Why consider your client for a debt solution recommendation?
The days of easy credit and the “buy now, pay later” culture may be numbered, but they will leave a difficult reminder for those left struggling with debt. The credit crunch will claim casualties, and it will unfortunately be enough to tip some over-indebted households over the edge.
There are many points to consider when dealing with your clients’ financial solutions. Recommending the best and fairest course of action will always be your main priority. Whether your customer is a private individual with consumer debt, or in business either in partnership or as a sole trader, TCF Debt Solutions can quickly and effectively implement an effective debt management recommendation.
Make TCF Debt Solutions your partner of choice in this sensitive area.
Your client may:
- have fallen into mortgage arrears, and have large amounts of unsecured debt
- be facing repossession
- be coming to the end of a fixed rate mortgage, and realise that previous surplus funds are no longer adequate to cover unsecured debts
- be relying on credit card balance transfers to cover their living expenses
- not be aware that some credit card balances are being automatically reduced
- be unable to source any sub-prime lending products
- have experienced a drop in their house prices, and subsequently have less LTV available for re-finance
- have a maximum offer that doesn’t fully cover their consolidation requirements
Don’t let bankruptcy be your clients’ only option
TCF Debt Solutions will help your client to come to terms and deal with their finances and will recommend a solution that is best for their individual circumstances.
If they own their own home and have relatively few debts it may be that a consolidation loan is the best advice. In this case we will refer the client back to the introducer to enable them to source a competitive loan with affordable repayments. Alternatively, a debt management plan may be the most appropriate recommendation.

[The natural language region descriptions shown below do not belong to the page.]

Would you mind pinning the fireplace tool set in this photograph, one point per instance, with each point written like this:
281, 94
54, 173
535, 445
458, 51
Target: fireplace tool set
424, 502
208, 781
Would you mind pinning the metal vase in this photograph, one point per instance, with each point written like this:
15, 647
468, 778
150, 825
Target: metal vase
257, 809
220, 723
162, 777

However, if your client has substantial debts and is unable to pay them as they fall due, they are technically insolvent and the only option available may be either for them to declare themselves Bankrupt or to apply for an Individual Voluntary Arrangement.
With Bankruptcy, your clients’ affairs would dealt with first by the Official Receiver and then possibly by a Trustee in Bankruptcy. Their assets would be realised for the benefit of their creditors and, if they own their own residential property, the assets required would include their home. Through Bankruptcy, your clients’ home is at risk if they cannot raise the sum required to buy back their interest.
An Individual Voluntary Arrangement may be a realistic alternative, allowing your client to retain their assets.